A Comparative analysis of Digital Library Open Source Softwares:‘Dspace’ and
‘GreenStone’
Lakshmi Verma
DESIDOC
Email id-laxmi@desidoc.drdo.in
ABSTRACT
The exponential growth in data generation and subsequent transformation into knowledge has
created huge repositories of knowledge in the libraries. This has revolutionalized the methods
and techniques to retrieve the relevant and useful information for the users. The growth of
Information and communication technology (ICT) has facilitated into achieving this. In this
paper, a study of two open-source digital library management software has been presented which
collects and disseminates information for library-users. This analysis involves the study of
related software documents and related technical manuals.
KEY WORDS
Open Source, Digital Library, Digital Library Management System, software, DSpace, GSDL,
Greenstone
1. Introduction
A place, where collection of information resources is stored in print and other forms in an
organized and accessible manner for print or study is referred to as Library. As defined by
International Organization for Standardization a library is “irrespective of the title, any organized
collection of printed books and periodicals or of any other graphic or audio-visual materials, and
the services of a staff to provide and facilitate the use of such materials as are required to meet
the informational, research, educational or recreational needs of its users”1.

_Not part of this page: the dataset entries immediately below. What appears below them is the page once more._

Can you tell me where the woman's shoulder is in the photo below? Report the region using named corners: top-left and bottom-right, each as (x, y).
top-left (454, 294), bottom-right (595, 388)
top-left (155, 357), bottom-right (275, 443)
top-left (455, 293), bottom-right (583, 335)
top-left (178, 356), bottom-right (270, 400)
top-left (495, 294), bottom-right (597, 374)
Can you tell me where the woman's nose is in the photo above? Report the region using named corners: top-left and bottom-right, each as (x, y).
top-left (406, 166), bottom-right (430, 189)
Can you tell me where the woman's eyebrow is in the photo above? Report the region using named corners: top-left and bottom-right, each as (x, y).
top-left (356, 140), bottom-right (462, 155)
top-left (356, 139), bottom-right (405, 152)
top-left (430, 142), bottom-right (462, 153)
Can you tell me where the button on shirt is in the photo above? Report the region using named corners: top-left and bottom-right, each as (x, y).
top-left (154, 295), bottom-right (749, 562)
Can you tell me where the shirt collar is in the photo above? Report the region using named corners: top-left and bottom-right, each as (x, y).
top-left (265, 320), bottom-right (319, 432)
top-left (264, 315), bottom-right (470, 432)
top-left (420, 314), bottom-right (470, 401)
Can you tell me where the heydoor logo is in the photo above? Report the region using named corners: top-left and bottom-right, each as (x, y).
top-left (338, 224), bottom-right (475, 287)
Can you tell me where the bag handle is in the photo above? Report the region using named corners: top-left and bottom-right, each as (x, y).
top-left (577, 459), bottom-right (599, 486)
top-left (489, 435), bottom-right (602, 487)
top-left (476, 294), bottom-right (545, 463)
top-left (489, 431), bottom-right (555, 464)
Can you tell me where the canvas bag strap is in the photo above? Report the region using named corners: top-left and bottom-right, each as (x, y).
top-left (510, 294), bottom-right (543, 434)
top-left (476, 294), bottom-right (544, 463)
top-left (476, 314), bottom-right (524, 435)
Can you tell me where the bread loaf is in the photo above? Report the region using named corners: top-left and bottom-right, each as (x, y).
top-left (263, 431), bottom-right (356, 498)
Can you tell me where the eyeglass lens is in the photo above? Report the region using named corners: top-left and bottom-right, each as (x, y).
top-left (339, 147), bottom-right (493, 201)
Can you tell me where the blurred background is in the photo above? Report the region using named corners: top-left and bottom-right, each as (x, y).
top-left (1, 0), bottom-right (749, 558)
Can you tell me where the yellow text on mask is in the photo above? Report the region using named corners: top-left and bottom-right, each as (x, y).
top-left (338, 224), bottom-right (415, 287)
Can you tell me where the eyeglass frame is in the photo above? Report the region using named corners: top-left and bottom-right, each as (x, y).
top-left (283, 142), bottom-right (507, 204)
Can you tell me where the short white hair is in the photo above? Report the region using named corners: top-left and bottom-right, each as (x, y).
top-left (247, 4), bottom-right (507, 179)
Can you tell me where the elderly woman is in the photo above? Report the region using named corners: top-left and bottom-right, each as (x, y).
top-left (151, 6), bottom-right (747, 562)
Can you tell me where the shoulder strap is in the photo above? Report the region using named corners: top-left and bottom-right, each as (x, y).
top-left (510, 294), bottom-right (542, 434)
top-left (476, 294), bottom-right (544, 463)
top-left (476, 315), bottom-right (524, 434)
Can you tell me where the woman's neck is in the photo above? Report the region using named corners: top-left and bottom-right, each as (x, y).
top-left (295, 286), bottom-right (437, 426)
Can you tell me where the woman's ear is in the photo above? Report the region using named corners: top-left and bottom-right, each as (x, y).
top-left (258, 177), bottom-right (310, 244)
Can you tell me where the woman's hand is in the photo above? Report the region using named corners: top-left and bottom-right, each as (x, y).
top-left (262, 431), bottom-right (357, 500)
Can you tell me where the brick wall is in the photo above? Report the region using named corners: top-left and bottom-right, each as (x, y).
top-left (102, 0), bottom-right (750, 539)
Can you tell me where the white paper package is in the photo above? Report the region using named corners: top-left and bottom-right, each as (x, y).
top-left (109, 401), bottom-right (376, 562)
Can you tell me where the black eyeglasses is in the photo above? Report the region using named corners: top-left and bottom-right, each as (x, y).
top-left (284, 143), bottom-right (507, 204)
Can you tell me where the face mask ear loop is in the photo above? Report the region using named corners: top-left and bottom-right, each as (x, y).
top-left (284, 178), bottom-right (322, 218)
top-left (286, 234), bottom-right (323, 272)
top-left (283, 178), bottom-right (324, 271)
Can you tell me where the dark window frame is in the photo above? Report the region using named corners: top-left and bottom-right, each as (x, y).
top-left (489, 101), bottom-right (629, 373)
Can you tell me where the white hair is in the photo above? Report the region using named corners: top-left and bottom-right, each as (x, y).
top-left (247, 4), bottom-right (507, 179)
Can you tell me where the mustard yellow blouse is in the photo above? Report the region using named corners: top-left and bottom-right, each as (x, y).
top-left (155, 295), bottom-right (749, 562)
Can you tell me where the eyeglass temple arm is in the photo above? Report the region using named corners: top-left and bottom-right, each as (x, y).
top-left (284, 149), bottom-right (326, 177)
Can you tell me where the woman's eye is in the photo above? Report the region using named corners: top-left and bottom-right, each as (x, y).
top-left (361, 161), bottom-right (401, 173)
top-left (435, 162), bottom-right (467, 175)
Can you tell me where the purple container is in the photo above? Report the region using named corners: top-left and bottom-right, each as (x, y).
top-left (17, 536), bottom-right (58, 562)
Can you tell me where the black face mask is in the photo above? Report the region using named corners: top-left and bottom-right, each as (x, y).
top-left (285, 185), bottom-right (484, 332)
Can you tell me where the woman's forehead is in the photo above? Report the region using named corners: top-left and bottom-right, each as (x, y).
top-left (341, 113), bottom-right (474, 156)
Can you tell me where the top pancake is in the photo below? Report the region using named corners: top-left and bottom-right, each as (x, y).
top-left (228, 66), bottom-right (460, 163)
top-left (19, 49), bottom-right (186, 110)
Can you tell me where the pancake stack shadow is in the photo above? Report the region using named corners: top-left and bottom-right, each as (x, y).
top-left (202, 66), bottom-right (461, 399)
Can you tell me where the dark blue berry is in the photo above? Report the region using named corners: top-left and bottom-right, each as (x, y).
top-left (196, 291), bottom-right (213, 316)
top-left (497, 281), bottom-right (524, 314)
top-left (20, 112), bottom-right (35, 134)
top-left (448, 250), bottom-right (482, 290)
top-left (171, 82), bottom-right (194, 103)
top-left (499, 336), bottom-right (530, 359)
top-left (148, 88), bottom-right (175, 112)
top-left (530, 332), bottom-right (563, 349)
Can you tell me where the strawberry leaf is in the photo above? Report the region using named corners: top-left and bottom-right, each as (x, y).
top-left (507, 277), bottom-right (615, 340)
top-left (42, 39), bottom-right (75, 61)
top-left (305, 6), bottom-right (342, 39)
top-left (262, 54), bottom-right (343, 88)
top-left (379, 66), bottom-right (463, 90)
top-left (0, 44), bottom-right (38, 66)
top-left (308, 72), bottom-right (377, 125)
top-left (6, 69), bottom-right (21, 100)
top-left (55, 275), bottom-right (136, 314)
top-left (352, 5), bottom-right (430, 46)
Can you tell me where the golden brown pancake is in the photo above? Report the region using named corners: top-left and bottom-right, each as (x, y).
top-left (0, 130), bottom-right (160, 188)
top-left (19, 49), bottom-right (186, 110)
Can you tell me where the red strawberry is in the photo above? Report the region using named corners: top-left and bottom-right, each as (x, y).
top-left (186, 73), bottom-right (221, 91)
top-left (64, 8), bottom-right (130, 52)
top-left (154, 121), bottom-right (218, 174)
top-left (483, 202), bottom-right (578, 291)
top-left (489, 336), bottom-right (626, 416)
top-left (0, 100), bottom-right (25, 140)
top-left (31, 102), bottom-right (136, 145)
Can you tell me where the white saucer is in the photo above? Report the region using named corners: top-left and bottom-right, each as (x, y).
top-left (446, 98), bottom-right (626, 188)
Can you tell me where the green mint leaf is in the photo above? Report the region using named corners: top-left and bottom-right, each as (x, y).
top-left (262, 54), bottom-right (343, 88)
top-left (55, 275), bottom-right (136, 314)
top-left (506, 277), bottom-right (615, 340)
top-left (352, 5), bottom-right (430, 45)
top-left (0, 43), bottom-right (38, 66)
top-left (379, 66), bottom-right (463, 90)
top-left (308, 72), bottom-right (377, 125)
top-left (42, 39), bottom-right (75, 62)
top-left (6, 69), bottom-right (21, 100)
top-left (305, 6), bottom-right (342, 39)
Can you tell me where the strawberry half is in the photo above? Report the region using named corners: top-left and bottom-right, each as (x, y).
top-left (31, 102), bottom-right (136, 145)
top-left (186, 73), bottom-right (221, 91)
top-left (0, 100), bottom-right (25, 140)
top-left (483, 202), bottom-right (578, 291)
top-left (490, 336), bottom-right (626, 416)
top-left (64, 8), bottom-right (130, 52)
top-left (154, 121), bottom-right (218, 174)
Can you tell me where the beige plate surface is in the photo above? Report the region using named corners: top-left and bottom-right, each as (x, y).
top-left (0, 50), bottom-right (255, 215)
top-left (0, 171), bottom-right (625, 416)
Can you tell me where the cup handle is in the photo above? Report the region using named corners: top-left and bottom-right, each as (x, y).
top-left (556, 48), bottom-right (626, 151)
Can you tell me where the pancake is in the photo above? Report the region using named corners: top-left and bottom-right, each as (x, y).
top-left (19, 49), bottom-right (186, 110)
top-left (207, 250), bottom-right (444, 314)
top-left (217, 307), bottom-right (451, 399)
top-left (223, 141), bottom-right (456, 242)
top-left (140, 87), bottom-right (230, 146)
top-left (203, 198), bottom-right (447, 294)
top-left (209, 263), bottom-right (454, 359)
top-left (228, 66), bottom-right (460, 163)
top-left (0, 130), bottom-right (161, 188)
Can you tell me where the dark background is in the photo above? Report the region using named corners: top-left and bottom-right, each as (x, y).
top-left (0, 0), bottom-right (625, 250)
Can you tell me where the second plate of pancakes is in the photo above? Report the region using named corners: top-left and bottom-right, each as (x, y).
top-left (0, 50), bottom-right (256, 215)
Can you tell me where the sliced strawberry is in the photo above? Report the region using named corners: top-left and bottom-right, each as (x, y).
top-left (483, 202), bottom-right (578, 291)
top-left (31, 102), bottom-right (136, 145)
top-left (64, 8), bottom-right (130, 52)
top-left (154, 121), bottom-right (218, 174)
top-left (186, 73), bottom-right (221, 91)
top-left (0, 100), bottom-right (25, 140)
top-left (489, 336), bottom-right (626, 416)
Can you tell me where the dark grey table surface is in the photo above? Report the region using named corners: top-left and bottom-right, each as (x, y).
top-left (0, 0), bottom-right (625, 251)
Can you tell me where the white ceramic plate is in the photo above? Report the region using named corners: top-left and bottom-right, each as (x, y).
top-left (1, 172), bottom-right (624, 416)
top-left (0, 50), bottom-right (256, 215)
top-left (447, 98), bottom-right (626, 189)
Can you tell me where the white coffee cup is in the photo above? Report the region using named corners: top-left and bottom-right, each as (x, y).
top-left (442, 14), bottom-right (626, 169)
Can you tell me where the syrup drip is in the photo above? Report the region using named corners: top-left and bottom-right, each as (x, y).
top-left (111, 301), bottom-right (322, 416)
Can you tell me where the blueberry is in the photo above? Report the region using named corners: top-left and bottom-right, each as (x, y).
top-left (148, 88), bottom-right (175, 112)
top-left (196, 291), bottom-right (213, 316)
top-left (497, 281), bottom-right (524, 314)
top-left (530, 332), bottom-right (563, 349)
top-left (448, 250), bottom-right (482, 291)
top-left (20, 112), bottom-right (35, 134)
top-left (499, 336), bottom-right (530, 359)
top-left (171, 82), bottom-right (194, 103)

Digital Library is a type of information retrieval system where the information is stored in digital
format which can be accessed within network of computer users6. It uses online repositories
which can store the textual information systematically and can be accessed by users 24X7. There
are various such digital repositories available, which may be open source or proprietary.
Open source describes the method of software development, which uses the power of review and
transparency of distributed peer-to-peer progression. Here the codes of software are available in
open domain which can be customized by the respective users. This technique helps in providing
high quality software through high reliablity, low cost, flexibility and end of traditional seller
lock-in.Since, these open source software come under “Open Source free license”, it allows the
developers / users to change, improve and distribute software many times.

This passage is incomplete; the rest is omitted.